On Saturday we didn't do much during the day, in anticipation of a big dinner where we were invited by Moira. Her uncle was my best friend in my middle school days here. Moira and her mother prepared a very full meal, so nice to be with her and her family, and her encouraging me to be active on Facebook basically led me to reconnect with Margaret, so how to measure the importance of that in my life?
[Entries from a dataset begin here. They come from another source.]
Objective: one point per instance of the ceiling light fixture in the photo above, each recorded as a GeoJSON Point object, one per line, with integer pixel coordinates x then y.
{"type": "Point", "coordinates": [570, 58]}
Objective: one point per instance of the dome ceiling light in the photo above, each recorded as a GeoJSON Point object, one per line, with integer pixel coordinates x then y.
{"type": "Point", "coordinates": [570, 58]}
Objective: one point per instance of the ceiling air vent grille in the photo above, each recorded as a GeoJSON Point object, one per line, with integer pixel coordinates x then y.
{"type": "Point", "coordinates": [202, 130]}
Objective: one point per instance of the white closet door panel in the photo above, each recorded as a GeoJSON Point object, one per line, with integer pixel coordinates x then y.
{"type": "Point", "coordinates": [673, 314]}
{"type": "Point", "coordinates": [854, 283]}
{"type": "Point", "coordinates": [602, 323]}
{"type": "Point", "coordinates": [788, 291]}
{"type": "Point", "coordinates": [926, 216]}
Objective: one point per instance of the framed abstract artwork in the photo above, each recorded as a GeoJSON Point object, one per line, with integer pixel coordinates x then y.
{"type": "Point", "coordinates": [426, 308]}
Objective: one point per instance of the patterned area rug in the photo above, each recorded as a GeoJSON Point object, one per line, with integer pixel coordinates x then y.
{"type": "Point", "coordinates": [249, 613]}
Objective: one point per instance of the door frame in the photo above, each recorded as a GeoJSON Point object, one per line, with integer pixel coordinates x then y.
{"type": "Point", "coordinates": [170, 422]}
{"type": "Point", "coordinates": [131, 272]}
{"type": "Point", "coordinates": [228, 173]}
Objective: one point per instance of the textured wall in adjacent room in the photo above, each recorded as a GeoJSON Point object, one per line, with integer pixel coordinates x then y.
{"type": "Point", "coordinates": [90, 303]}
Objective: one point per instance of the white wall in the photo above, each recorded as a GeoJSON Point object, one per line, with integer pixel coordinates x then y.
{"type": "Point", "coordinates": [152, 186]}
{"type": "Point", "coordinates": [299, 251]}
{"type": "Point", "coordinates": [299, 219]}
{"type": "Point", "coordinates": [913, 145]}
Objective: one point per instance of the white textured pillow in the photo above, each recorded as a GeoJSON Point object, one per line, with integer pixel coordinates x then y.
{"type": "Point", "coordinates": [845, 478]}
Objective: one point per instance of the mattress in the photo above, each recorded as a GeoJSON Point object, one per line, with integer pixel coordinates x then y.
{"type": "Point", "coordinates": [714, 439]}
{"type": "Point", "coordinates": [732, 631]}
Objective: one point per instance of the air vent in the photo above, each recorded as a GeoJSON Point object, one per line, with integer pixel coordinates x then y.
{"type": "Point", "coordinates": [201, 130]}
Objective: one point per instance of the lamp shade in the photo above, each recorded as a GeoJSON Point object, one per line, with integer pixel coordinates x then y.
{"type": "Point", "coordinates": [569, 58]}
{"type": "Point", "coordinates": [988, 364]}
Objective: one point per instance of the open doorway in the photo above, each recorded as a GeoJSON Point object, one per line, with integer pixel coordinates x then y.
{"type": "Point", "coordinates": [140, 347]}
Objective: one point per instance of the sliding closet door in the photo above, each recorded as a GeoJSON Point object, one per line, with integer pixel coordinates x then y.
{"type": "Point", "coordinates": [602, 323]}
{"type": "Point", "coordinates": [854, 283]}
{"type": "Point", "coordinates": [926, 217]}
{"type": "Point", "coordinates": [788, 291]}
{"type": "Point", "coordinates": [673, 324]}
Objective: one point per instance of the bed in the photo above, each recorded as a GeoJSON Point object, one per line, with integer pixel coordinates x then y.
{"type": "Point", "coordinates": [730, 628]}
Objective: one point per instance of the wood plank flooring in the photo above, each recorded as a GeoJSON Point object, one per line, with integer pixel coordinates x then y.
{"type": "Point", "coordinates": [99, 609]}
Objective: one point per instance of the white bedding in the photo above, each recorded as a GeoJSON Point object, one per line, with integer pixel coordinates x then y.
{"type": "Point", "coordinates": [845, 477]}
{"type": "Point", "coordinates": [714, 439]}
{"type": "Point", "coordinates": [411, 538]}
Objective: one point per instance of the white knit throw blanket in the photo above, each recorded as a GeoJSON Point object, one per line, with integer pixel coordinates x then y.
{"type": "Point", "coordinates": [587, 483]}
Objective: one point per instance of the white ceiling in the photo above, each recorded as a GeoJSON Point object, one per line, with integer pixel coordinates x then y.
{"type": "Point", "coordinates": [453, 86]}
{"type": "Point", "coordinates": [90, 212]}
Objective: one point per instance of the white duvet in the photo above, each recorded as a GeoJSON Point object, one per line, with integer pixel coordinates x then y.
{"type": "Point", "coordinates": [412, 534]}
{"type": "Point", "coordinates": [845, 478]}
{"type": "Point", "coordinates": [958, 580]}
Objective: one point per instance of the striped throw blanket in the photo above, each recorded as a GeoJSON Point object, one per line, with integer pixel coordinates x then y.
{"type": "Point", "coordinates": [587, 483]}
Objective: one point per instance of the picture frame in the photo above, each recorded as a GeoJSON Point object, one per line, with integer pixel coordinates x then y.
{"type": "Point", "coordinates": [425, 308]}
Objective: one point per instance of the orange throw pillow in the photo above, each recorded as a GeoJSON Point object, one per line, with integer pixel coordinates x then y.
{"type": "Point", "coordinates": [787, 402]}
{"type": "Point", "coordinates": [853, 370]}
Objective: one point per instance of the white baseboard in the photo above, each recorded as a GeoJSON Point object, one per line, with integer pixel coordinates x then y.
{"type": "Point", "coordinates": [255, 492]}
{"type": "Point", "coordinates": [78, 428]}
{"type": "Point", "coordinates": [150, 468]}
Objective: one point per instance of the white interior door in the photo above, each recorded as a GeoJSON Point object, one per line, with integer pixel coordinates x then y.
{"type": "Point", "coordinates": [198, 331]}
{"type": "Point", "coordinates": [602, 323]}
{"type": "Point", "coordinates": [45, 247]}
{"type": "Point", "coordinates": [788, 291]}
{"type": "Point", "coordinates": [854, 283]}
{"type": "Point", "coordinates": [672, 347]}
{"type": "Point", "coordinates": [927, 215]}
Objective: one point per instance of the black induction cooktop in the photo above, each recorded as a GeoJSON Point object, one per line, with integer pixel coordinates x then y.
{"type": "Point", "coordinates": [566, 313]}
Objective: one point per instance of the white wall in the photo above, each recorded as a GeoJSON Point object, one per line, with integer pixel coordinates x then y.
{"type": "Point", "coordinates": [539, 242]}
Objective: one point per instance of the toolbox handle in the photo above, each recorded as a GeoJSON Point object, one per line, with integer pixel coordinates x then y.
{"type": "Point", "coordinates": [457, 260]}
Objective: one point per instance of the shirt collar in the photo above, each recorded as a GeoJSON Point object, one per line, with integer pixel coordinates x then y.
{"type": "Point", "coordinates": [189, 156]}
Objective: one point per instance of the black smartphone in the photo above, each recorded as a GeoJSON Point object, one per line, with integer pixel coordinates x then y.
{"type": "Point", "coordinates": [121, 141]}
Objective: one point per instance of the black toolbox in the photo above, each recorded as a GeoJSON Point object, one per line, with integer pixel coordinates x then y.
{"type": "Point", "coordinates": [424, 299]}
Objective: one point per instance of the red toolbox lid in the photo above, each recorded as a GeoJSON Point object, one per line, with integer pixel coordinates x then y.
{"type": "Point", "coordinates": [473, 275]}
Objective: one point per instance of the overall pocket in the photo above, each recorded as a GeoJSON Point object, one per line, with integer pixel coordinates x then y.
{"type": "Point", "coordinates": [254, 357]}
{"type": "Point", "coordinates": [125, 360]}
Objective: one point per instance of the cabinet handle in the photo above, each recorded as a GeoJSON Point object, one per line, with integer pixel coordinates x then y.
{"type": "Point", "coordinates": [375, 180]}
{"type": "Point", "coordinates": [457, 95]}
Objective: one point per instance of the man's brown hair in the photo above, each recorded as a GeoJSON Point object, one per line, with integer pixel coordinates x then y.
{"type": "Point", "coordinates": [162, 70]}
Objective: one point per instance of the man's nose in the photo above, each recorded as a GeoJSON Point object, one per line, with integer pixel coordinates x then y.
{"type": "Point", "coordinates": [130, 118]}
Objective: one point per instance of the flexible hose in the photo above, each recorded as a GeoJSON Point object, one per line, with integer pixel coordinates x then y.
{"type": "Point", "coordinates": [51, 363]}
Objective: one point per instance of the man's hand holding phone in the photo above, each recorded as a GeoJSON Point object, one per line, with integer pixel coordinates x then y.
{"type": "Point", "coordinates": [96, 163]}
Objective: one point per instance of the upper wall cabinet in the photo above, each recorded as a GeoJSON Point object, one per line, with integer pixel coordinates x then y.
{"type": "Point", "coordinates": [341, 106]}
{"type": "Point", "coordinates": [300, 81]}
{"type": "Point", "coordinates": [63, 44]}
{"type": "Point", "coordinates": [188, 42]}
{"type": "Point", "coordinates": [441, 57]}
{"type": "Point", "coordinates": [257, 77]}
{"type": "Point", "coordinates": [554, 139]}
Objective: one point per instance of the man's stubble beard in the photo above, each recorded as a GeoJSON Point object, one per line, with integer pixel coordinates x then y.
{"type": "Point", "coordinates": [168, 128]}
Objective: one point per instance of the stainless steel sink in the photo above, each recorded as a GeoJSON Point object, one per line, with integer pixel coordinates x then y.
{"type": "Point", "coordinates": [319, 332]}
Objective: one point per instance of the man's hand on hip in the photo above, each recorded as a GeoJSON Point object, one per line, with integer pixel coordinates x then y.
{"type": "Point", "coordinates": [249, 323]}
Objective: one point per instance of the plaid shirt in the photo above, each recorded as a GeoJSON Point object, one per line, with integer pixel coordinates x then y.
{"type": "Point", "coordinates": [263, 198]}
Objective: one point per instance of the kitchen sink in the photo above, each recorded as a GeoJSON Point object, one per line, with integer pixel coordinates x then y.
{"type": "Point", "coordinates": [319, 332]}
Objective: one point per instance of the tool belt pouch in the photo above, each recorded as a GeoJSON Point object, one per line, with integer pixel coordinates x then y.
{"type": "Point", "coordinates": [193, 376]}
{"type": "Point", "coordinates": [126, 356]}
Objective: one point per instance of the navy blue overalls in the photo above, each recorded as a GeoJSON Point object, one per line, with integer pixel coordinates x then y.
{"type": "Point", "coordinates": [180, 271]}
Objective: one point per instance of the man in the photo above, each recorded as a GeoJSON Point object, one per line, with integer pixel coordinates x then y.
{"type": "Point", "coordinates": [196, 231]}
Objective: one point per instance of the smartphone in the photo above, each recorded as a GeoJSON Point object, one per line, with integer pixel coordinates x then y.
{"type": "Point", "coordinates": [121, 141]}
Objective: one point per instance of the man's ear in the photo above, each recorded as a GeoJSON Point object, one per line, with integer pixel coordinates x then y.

We'd thought it best to avoid Gubbio on the day of the Ceri race Thursday, May 15, with the huge crowds that always go there; we went the following Sunday. When I wanted to go to the easy parking area on Piazza 40 Martiri, access was blocked; I went way beyond there, not finding any place to turn around. I eventually got turned around and went to the next choice, the Teatro Romano parking lot, where people were parked in the craziest way and I didn't want to take part. I turned farther away from the town center and eventually found a fine parallel parking spot.
We found that there were still crowds and activity there, because of the Ceri Mezzani, a version of the Ceri race for youth (mostly teenagers, I think). Many youth were decked out in the colors of their teams, and we found people out there running around with smaller versions of these Ceri. We went to Taverna del Lupo, a longtime favorite restaurant of my family's, where the truffled lasagne dish now had the title of sfogliatine. Then a climb to Piazza Grande; taking the gradual street downhill, there was a table set up in the middle of the street, where wine was freely given to us.
On Monday, Margaret wasn't feeling well, and it was time for Lisa and Dawn to move on to Spello. I drove them, and it gets confusing where one winds up when driving there. We wound up on the central piazza, and figured out where we were to go to pick up the keys at a bar for their rental apartment. When we got there, the bar-restaurant was closed on Monday, and there was no reply at the two phone numbers listed for the agency. We were puzzling over what to do, and I went into the restaurant up the street, with the door open but well before serving time. I asked the lady there, who was familiar with the agency, and found the owner's mother, who had the keys and let them in, a happy resolution to a potential problem. So we've had interesting times.
Such beautiful photos! Sounds like an amazing (and delicious) trip.